The last line is wrong. It boils down to:

$$- \frac{\sin ^ 2 x}{x ^ 4} + \frac{1}{x ^ 2}$$, which is: $$\infty - \infty$$, not just ∞ as you pointed out, one of your signs is wrong.

-------------------------

L'Hopitals' rule is one way, and yours is another:

We have for x near 0:

Since, the denominator is x4, all power of x higher than 4 will be dropped.

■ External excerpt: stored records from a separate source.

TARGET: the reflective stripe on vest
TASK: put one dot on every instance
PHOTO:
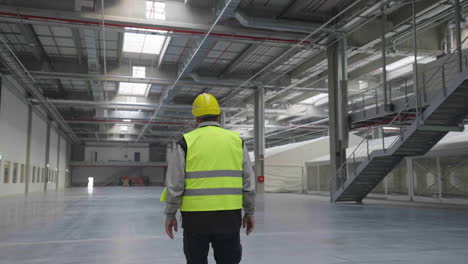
(213, 170)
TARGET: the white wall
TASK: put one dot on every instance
(13, 143)
(13, 134)
(116, 153)
(38, 150)
(109, 174)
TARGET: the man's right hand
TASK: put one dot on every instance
(171, 222)
(249, 222)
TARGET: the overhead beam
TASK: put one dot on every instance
(77, 41)
(190, 26)
(38, 51)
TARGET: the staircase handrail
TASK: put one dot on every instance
(397, 117)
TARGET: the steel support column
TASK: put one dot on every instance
(28, 150)
(58, 163)
(415, 67)
(259, 130)
(47, 157)
(384, 58)
(410, 178)
(337, 108)
(458, 34)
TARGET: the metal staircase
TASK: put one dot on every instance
(420, 129)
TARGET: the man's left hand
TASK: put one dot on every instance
(171, 223)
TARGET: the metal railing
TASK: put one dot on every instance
(437, 80)
(374, 97)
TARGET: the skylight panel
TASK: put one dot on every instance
(156, 10)
(139, 72)
(143, 42)
(133, 89)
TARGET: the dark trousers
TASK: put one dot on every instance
(226, 247)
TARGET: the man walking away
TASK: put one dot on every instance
(210, 179)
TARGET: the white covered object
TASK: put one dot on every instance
(284, 165)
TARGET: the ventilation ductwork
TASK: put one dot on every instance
(277, 24)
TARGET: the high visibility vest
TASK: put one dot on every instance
(213, 170)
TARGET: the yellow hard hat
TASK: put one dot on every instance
(205, 104)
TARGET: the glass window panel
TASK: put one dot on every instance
(22, 173)
(6, 172)
(15, 173)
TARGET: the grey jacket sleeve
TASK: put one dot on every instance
(175, 181)
(249, 184)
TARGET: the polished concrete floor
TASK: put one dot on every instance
(125, 225)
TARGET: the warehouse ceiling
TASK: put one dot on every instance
(129, 73)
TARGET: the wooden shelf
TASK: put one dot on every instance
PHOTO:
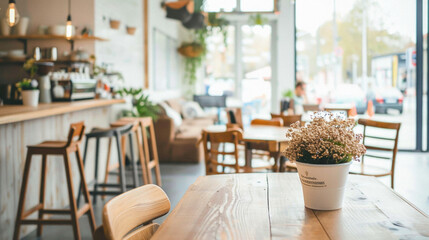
(18, 113)
(21, 61)
(50, 37)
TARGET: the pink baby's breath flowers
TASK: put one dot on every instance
(327, 139)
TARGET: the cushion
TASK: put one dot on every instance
(177, 119)
(192, 110)
(176, 104)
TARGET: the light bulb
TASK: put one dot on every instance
(69, 28)
(12, 15)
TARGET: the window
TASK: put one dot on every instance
(363, 53)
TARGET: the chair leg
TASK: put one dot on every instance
(143, 158)
(73, 207)
(42, 193)
(106, 174)
(84, 159)
(133, 162)
(97, 150)
(121, 165)
(90, 212)
(21, 203)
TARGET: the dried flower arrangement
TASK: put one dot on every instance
(327, 139)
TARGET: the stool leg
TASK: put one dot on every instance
(42, 193)
(97, 149)
(133, 162)
(147, 156)
(142, 157)
(106, 174)
(22, 195)
(73, 207)
(84, 159)
(90, 211)
(121, 167)
(155, 155)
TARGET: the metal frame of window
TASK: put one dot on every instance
(419, 77)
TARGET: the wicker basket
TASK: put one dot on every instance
(191, 51)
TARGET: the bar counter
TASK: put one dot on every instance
(21, 126)
(17, 113)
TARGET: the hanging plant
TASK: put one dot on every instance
(191, 50)
(257, 19)
(195, 51)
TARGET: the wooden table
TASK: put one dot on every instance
(271, 206)
(336, 107)
(268, 138)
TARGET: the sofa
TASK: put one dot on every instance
(178, 140)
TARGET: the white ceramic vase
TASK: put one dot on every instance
(30, 97)
(23, 26)
(323, 185)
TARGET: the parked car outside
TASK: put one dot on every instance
(387, 98)
(350, 94)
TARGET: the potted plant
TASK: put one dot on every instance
(142, 106)
(29, 91)
(323, 150)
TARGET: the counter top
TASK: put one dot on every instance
(18, 113)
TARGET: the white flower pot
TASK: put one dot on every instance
(30, 97)
(323, 185)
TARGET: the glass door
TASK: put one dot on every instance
(256, 69)
(362, 53)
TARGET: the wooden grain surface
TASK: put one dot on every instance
(257, 133)
(230, 206)
(271, 206)
(18, 113)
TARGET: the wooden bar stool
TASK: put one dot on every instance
(135, 131)
(117, 133)
(151, 160)
(63, 148)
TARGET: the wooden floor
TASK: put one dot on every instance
(412, 182)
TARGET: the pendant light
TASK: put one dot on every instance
(69, 26)
(12, 15)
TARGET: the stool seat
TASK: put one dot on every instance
(44, 149)
(49, 144)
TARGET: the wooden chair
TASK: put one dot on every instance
(151, 159)
(118, 133)
(375, 151)
(278, 122)
(137, 136)
(63, 148)
(235, 116)
(286, 165)
(212, 141)
(287, 119)
(129, 215)
(260, 149)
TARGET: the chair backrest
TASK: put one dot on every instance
(287, 119)
(148, 139)
(124, 213)
(234, 116)
(381, 139)
(110, 132)
(212, 141)
(76, 132)
(278, 122)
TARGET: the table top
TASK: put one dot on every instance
(338, 106)
(257, 133)
(271, 206)
(18, 113)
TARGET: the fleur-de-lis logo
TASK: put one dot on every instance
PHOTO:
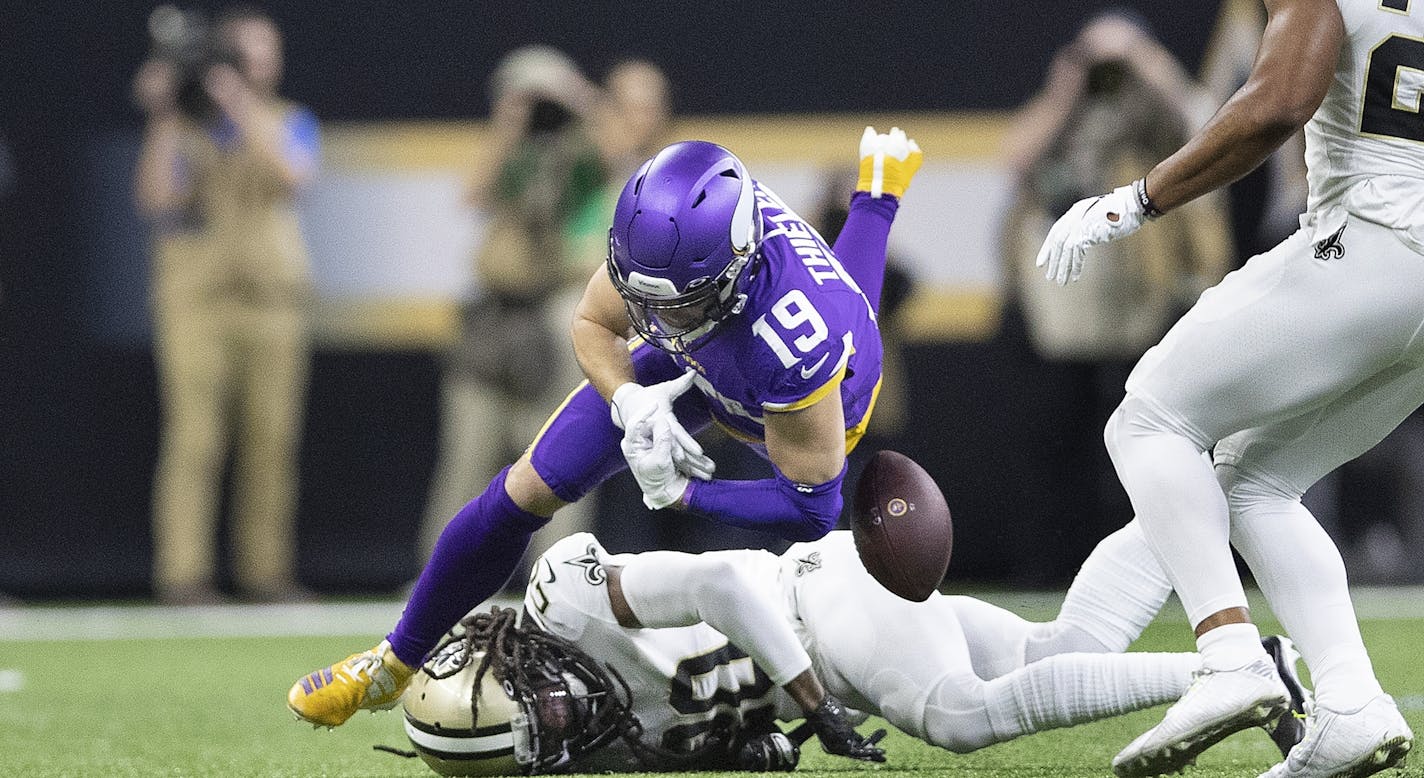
(808, 563)
(1330, 248)
(588, 562)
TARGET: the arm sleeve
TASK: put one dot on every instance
(862, 242)
(724, 590)
(778, 505)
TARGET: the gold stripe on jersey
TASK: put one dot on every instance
(554, 415)
(833, 382)
(855, 433)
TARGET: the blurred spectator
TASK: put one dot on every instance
(540, 173)
(632, 117)
(1112, 104)
(221, 163)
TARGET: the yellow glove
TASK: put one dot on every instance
(887, 163)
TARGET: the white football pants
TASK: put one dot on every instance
(1290, 366)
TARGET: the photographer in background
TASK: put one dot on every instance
(221, 163)
(538, 171)
(1114, 100)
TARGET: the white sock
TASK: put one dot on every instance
(1179, 505)
(1074, 688)
(1231, 646)
(1300, 573)
(1117, 593)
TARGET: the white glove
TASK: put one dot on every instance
(1092, 221)
(887, 163)
(640, 409)
(648, 450)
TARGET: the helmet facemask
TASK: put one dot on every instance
(684, 244)
(682, 321)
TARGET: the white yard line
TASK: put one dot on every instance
(161, 621)
(375, 619)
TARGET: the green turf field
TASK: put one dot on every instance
(215, 706)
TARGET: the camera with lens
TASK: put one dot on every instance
(184, 39)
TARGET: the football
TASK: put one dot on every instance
(902, 526)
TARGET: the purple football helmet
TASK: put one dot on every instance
(684, 242)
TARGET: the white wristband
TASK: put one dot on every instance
(613, 403)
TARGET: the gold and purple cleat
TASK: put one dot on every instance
(370, 680)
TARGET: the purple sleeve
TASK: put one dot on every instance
(862, 242)
(781, 506)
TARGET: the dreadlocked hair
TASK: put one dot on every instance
(530, 661)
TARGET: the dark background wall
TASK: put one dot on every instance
(79, 412)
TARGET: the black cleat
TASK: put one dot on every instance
(1290, 727)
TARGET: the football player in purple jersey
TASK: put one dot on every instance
(726, 289)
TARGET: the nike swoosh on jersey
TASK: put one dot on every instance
(808, 372)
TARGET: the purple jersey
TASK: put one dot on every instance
(806, 329)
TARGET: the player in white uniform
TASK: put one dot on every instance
(1293, 365)
(953, 671)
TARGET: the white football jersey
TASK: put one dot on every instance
(1364, 146)
(684, 680)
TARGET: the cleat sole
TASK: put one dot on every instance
(1175, 757)
(1390, 753)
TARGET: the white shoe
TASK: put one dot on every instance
(1349, 745)
(1216, 704)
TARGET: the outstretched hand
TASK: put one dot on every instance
(838, 737)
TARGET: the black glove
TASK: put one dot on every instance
(839, 737)
(769, 753)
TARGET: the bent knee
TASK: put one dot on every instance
(529, 490)
(1137, 421)
(956, 716)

$$\cos (\sin (x)) \approx 1 - \frac{\sin ^ 2 x}{2} + \frac{\sin ^ 4 x}{4!} \approx 1 - \frac{1}{2} \left( x - \frac{x ^ 3}{6} \right) ^ 2 + \frac{x ^ 4}{24} \approx 1 - \frac{1}{2} \left( x ^ 2 - \frac{1}{3} x ^ 4 \right) + \frac{x ^ 4}{24}$$

$$\cos (x) \approx 1 - \frac{x ^ 2}{2} + \frac{x ^ 4}{24}$$

Now, plug all to your expression, and the answer shouldn't be far off.
Can you go from here? :)

Last edited: May 28, 2007
4. May 29, 2007

f(x)

Thx for the help, Vietdao, but could you plz explain how you did the followin transformation-:

Isnt the above equal to 0 ? (using (sinx/x)=1), whereas the limit computed earlier by the expansion you have listed is 1/6. why dont they match ?

Thx again

5. May 29, 2007

VietDao29

Yes, of course. Since the denominator is x4, so any powers of x that are higher than 4 in the numerator when divided by the denominator (i.e, x4) will tend to 0 as x tend to 0. Right? So they do not affect the final result. So what we should do is to keep all the x's whose power are less than or equal to 4.

For x near 0, we have:

$$\sin x = x - \frac{x ^ 3}{3!} + \frac{x ^ 5}{5!} - ...$$

$$\cos x = 1 - \frac{x ^ 2}{2} + \frac{x ^ 4}{4!} - ...$$

When x tends to 0, sin(x) also tends to 0, so, we have:

$$\cos (\sin x) = 1 - \frac{\sin ^ 2 x}{2} + \frac{\sin ^ 4 x}{4!} - \frac{\sin ^ 6 x}{6!} ...$$

Since the denominator is in x, we have to make one more change to sin(x), i.e convert them into x.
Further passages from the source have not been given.